I was always going to have a crack at making it in the NBL when I returned to Australia following my college experience.

I signed with the Cairns Taipans and found a job working at the team manager’s furniture warehouse in 35-degree heat after training to pay rent and put food on the table.

My plan was to have a strong season with Cairns, play in the SEABL and, if everything went well, perhaps seek some opportunities in Europe.

It didn’t quite happen and I knew early on that it wasn’t looking too positive. I wasn’t training with the main group as often as I would’ve liked and the frustration was building before I hit up Matty about the AFL opportunity.

It’s funny how the body and mind work because immediately after the decision was made, the pressure was off and I started to play a lot better.

The opportunity at Collingwood happened very quickly. We were on a break from pre-season training with the VFL side and I was back home in SA when I got the call that I could get on the Collingwood list.

Being an AFL player is everything I thought it would be.

But sometimes I find myself in the routine of going to training lifting some weights and coming home with the thoughts that I’d have to go to work after training. The fact that I’m paid to do this is one of the best feelings — to play sport is one of the best jobs in the world.

I don’t want to be here for just one year, I want to make this a long term career. This is something I’ve worked my whole life for, whether I’ve known what sport it was going to be in or not.

I’ve been in a professional environment before so I know what it takes day-in, day-out to get the best out of myself. Things like eating habits, sleep, recovery and how hard it actually is to perform haven’t been a shock to me.

Being inexperienced from a game sense means I’m enthusiastic to learn and I think I’ve picked up a lot of the skills well. There’s still a long way to go but the strategies involved, especially with defending and reading the play, are things I’ve adapted well to due to my basketball background.

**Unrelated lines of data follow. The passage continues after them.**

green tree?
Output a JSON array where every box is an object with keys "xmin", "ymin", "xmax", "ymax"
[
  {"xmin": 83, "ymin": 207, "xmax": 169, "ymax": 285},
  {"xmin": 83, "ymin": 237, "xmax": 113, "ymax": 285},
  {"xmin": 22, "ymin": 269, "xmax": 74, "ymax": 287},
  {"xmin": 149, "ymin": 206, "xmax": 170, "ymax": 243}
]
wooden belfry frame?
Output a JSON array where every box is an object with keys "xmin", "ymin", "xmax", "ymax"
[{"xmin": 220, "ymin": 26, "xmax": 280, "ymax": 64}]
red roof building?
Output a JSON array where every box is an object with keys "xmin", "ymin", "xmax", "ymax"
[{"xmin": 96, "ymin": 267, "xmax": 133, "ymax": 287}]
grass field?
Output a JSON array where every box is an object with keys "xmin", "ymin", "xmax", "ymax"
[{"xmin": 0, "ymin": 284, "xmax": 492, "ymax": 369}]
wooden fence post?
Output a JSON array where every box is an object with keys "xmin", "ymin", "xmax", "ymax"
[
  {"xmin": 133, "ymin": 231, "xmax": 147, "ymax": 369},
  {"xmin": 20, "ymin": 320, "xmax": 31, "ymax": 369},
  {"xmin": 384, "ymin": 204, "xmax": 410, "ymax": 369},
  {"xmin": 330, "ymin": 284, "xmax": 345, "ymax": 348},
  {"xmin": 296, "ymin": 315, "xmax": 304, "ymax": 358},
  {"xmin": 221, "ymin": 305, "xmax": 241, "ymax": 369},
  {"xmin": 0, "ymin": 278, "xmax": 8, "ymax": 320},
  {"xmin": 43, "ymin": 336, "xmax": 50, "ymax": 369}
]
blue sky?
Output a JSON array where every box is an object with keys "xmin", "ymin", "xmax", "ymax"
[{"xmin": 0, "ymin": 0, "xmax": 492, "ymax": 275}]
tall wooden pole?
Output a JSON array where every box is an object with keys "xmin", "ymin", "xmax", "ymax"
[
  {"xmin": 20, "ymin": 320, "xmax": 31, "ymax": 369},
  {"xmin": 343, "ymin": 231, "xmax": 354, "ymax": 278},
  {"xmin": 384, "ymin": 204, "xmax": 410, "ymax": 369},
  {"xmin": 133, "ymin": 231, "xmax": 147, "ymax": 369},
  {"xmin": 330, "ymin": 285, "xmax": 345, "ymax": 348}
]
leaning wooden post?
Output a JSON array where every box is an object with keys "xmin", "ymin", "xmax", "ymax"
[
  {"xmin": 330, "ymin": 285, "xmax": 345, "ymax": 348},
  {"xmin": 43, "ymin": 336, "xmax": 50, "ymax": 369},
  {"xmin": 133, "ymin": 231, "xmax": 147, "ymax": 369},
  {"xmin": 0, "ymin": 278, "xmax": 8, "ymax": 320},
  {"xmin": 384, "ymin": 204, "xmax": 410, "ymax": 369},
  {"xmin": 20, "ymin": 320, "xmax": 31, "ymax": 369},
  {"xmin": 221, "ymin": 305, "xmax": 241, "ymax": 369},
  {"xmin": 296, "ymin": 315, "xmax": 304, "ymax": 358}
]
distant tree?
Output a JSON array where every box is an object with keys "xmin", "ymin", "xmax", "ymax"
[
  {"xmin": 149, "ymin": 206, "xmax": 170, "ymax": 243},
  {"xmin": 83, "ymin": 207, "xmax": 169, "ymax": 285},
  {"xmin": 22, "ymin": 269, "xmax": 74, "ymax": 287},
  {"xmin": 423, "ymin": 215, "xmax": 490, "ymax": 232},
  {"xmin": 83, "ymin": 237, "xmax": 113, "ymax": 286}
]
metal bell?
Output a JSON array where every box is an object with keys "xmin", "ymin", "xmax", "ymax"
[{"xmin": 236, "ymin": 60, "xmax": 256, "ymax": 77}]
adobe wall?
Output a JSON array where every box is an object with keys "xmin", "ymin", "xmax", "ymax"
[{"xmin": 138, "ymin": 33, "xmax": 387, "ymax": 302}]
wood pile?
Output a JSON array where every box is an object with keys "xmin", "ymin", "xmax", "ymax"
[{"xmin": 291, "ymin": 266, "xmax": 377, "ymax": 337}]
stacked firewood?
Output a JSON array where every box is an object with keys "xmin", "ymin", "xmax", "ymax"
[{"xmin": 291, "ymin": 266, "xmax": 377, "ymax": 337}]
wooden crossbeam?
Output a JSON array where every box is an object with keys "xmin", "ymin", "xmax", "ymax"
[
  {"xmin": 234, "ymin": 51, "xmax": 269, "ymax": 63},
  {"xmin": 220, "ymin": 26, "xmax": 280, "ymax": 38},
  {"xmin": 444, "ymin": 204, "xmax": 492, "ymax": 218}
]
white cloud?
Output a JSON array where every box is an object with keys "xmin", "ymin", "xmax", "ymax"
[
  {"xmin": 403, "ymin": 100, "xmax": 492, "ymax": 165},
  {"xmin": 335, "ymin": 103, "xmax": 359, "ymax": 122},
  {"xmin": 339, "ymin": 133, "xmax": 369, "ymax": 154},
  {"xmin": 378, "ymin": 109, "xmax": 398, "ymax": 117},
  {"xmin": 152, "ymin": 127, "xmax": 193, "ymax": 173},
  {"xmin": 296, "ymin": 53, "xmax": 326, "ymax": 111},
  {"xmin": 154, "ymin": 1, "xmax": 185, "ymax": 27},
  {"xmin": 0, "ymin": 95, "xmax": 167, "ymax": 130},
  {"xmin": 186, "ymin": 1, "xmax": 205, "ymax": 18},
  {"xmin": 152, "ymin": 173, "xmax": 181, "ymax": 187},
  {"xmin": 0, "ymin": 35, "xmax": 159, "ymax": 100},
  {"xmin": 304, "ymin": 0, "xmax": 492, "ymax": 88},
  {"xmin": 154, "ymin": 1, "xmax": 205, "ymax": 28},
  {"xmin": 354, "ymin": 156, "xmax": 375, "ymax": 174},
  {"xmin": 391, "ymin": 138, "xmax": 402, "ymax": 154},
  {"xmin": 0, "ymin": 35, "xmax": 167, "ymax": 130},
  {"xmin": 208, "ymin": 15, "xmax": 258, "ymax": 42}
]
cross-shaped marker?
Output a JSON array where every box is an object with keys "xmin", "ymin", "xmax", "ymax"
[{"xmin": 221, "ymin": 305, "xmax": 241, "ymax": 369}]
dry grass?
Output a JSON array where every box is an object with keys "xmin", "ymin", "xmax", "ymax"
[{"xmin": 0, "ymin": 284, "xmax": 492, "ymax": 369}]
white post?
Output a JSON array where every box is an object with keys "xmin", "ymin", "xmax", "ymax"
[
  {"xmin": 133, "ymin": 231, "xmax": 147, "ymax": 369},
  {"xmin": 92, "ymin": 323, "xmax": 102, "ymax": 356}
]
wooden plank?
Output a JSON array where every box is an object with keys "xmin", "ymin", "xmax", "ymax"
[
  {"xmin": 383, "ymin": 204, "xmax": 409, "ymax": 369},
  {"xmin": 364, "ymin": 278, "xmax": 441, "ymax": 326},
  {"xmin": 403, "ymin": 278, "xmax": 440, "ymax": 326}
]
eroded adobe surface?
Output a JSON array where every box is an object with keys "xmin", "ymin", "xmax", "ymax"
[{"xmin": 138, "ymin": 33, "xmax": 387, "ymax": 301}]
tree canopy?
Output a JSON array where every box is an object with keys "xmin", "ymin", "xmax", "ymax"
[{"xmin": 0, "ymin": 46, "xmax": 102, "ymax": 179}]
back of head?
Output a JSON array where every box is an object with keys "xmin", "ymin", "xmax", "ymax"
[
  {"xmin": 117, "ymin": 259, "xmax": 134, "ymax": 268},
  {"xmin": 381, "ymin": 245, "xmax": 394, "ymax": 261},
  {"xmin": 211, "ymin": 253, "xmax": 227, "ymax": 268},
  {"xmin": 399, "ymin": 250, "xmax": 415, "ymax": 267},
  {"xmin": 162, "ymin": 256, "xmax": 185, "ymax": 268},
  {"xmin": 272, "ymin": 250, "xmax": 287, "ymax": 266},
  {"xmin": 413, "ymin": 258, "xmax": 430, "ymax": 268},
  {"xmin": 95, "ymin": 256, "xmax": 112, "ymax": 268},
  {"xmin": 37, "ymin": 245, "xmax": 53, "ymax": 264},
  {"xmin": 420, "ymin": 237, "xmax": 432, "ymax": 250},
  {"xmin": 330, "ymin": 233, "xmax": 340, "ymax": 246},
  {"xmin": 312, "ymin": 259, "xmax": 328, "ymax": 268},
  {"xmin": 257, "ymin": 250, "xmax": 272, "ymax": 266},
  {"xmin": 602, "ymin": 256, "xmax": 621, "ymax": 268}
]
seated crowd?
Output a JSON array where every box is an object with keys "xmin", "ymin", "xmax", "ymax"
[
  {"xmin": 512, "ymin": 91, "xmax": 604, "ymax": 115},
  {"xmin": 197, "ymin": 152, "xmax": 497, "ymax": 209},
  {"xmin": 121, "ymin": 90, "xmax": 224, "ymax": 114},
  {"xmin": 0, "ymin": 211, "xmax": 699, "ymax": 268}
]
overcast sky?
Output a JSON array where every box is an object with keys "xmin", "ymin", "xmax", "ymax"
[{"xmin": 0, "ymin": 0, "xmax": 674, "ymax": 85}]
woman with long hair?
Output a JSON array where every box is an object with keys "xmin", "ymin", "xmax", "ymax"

In terms of teammates, seeing guys like Scott Pendlebury deliver you the ball on a lead at training is unbelievable to watch. He obviously does it on TV but to share the same turf as him while he’s doing what he does best makes me appreciate him a lot more.

I was also on-hand as Jeremy Howe launched himself on someone’s shoulders. I was lucky enough that it wasn’t my shoulders he was on but it was a stunning piece of play.

While my skills might not be as good as theirs, I want to contribute to the Magpies’ return to finals and eventually play in a premiership.

But if it all goes pear-shaped, I’ll just follow my old man’s advice and “have a go at marbles next”.